8) Hemopoietic function by secretion of erythrocytes
Regulation of blood volume
Kidney excretes excess water in hyperhydration in the form of dilute urine or save water in
dehydration by excreting concentrated urine. Central osmoreceptors (hypothalamus) and
peripheral osmoreceptors (kidney, liver, spleen and blood vessel) sense changes in blood
osmolarity and send information to the hypothalamus which regulates the concentration of
ADH in blood. By separately regulating loss of water and loss of solute in urine, the kidneys
maintain a relatively constant blood osmolality close to 300 milliosmoles per liter.

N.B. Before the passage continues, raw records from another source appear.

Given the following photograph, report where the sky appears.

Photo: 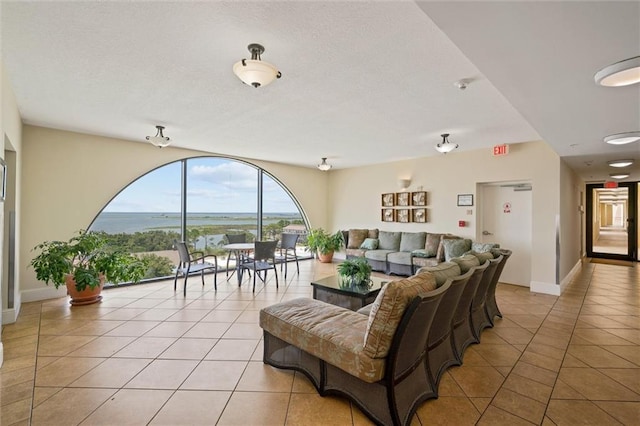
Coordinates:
[104,157,298,213]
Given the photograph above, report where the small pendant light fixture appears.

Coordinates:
[146,126,171,148]
[318,157,333,172]
[436,133,458,154]
[593,56,640,87]
[233,43,282,88]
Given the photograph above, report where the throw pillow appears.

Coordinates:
[471,243,500,253]
[451,252,484,274]
[360,238,378,250]
[362,272,438,358]
[442,238,471,262]
[378,231,401,251]
[411,249,433,257]
[347,229,369,248]
[424,232,442,257]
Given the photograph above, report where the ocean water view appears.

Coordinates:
[89,212,302,234]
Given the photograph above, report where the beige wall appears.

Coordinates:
[560,161,585,280]
[329,142,562,287]
[20,126,328,300]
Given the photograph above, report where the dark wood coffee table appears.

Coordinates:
[311,275,389,311]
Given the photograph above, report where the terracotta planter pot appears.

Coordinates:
[318,251,333,263]
[66,275,104,306]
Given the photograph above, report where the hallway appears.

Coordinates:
[0,261,640,425]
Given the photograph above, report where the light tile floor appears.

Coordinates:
[0,261,640,425]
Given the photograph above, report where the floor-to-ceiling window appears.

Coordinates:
[89,157,307,279]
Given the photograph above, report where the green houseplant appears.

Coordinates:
[307,228,344,263]
[336,257,371,286]
[30,230,146,305]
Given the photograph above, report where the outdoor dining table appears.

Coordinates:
[222,243,256,285]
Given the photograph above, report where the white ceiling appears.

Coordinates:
[0,0,640,180]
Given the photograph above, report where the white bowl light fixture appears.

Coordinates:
[607,160,633,167]
[233,43,282,88]
[604,132,640,145]
[436,133,458,154]
[146,126,171,148]
[318,157,332,172]
[609,173,629,179]
[593,56,640,87]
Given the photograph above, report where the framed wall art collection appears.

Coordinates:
[380,191,427,223]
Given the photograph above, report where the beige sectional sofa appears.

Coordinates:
[342,229,490,276]
[260,251,510,425]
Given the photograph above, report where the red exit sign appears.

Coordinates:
[493,143,509,157]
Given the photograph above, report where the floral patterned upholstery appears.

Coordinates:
[260,296,386,383]
[356,272,438,359]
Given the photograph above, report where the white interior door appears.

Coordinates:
[479,182,532,287]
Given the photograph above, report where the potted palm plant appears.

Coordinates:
[307,228,344,263]
[336,257,371,287]
[30,230,146,305]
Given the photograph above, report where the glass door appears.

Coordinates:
[586,183,638,260]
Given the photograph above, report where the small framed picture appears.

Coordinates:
[411,209,427,223]
[396,192,410,207]
[411,191,427,206]
[458,194,473,206]
[382,192,396,207]
[396,209,411,223]
[382,209,396,222]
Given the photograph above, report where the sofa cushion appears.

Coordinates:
[465,250,495,265]
[451,254,484,274]
[357,272,438,359]
[360,238,379,250]
[424,232,442,257]
[387,251,412,265]
[260,298,385,383]
[442,238,471,262]
[412,256,440,267]
[347,229,369,248]
[400,232,427,252]
[364,249,394,262]
[416,262,462,287]
[471,242,500,253]
[436,234,461,262]
[378,231,401,251]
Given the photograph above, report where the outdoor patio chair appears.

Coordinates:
[276,233,300,279]
[173,241,218,296]
[238,240,278,292]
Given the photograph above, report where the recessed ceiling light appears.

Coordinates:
[604,132,640,145]
[593,56,640,87]
[609,173,629,179]
[607,160,633,167]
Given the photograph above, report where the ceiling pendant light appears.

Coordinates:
[146,126,171,148]
[593,56,640,87]
[318,157,333,172]
[607,160,633,167]
[233,43,282,88]
[604,132,640,145]
[436,133,458,154]
[609,173,629,179]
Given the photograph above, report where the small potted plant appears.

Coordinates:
[30,230,146,305]
[307,228,344,263]
[336,257,371,286]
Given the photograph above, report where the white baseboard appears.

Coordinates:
[531,281,562,296]
[20,286,67,303]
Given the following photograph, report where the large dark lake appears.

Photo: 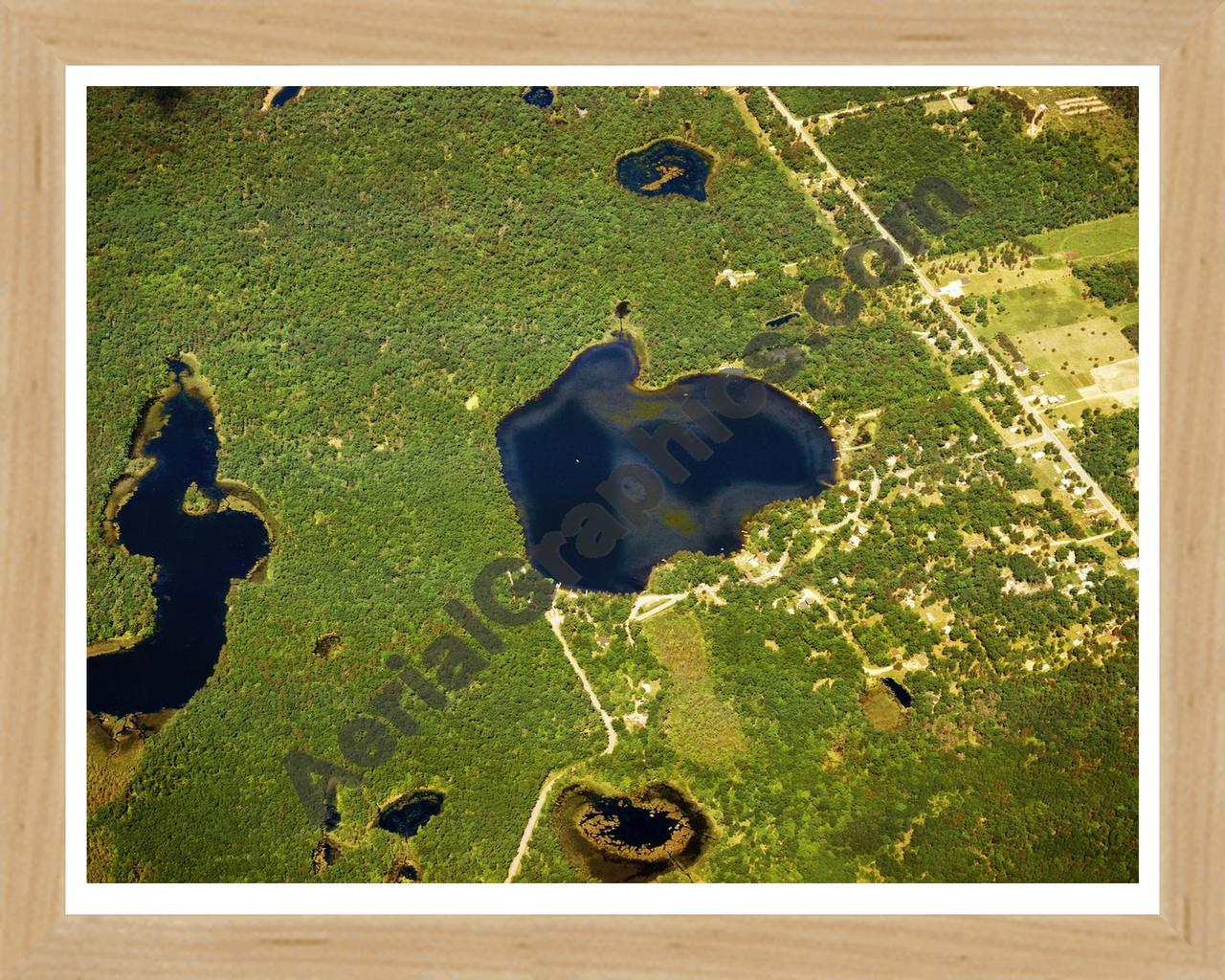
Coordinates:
[498,340,836,593]
[616,140,710,201]
[86,363,268,714]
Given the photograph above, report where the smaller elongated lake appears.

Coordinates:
[498,340,836,593]
[880,678,911,708]
[616,140,710,201]
[86,362,268,716]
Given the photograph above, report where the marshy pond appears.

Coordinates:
[271,84,302,109]
[498,338,836,593]
[550,783,713,882]
[86,362,268,716]
[376,791,443,836]
[616,140,713,201]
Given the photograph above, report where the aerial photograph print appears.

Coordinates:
[83,84,1136,896]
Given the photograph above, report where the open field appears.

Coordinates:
[1010,84,1137,159]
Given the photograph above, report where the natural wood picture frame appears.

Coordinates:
[0,0,1225,977]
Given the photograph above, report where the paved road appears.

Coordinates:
[506,607,617,883]
[766,87,1139,546]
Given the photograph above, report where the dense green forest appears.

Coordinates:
[813,89,1138,255]
[87,88,1138,880]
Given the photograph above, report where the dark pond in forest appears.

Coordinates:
[880,678,910,708]
[616,140,710,201]
[523,84,552,109]
[272,84,302,109]
[498,338,836,593]
[86,362,268,714]
[550,783,712,882]
[377,791,443,836]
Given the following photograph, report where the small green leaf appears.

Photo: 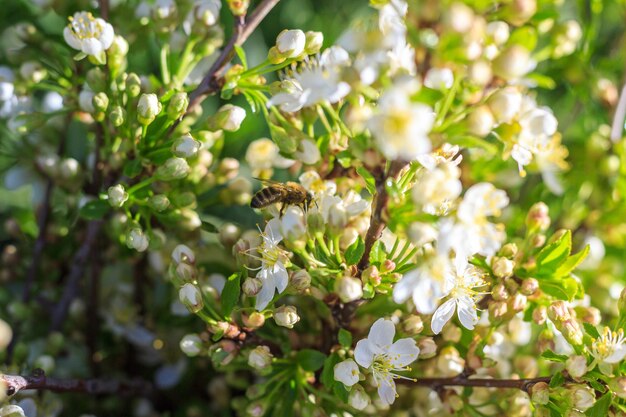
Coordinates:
[585,392,611,417]
[78,200,111,220]
[124,159,143,178]
[583,323,600,339]
[541,349,567,362]
[296,349,326,372]
[337,329,352,348]
[549,372,565,388]
[537,230,572,272]
[555,245,589,277]
[356,167,376,195]
[235,45,248,70]
[346,236,365,265]
[222,272,241,318]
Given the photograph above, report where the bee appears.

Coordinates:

Regulation of blood glucose level
The kidneys can use amino acid glutamine in gluconeogenesis, the synthesis of new glucose
molecules. They can release glucose into the blood to help maintain normal glucose level.

Regulation of blood pH and ionic compounds


Kidneys can correct imbalances by removing excess acid (hydrogen ions) and bases
(bicarbonate) and restoring the bicarbonate concentration to normal.
Production of hormones
Human kidney produces two hormones which are erythropoietin and calcitriol
Erythropoietin
Glycoprotein that acts on bone marrow to increase production of red blood cells. Stimuli such as
bleeding or moving to higher altitude (where oxygen is scarce) triggers the release of EPO.
People with failing kidney, Dialysis without a source of EPO suffer from anemia.
Calcitriol
The active form of vitamin D is derived from calciferol which is synthesized in skin exposed to
the ultraviolet rays of the sun and precursors ingested in the diet.
Calciferol is converted into active vitamin into two steps:
Calciferol is converted in the liver into 25(OH) vitamin D3 this is carried into the kidney where it
is converted into calcitriol. This final step is promoted by the parathyroid hormone.
Calcitriol acts on the cells of the intestines to promote the absorption of calcium and phosphate
from food. Bone to mobilize calcium from the bone to blood.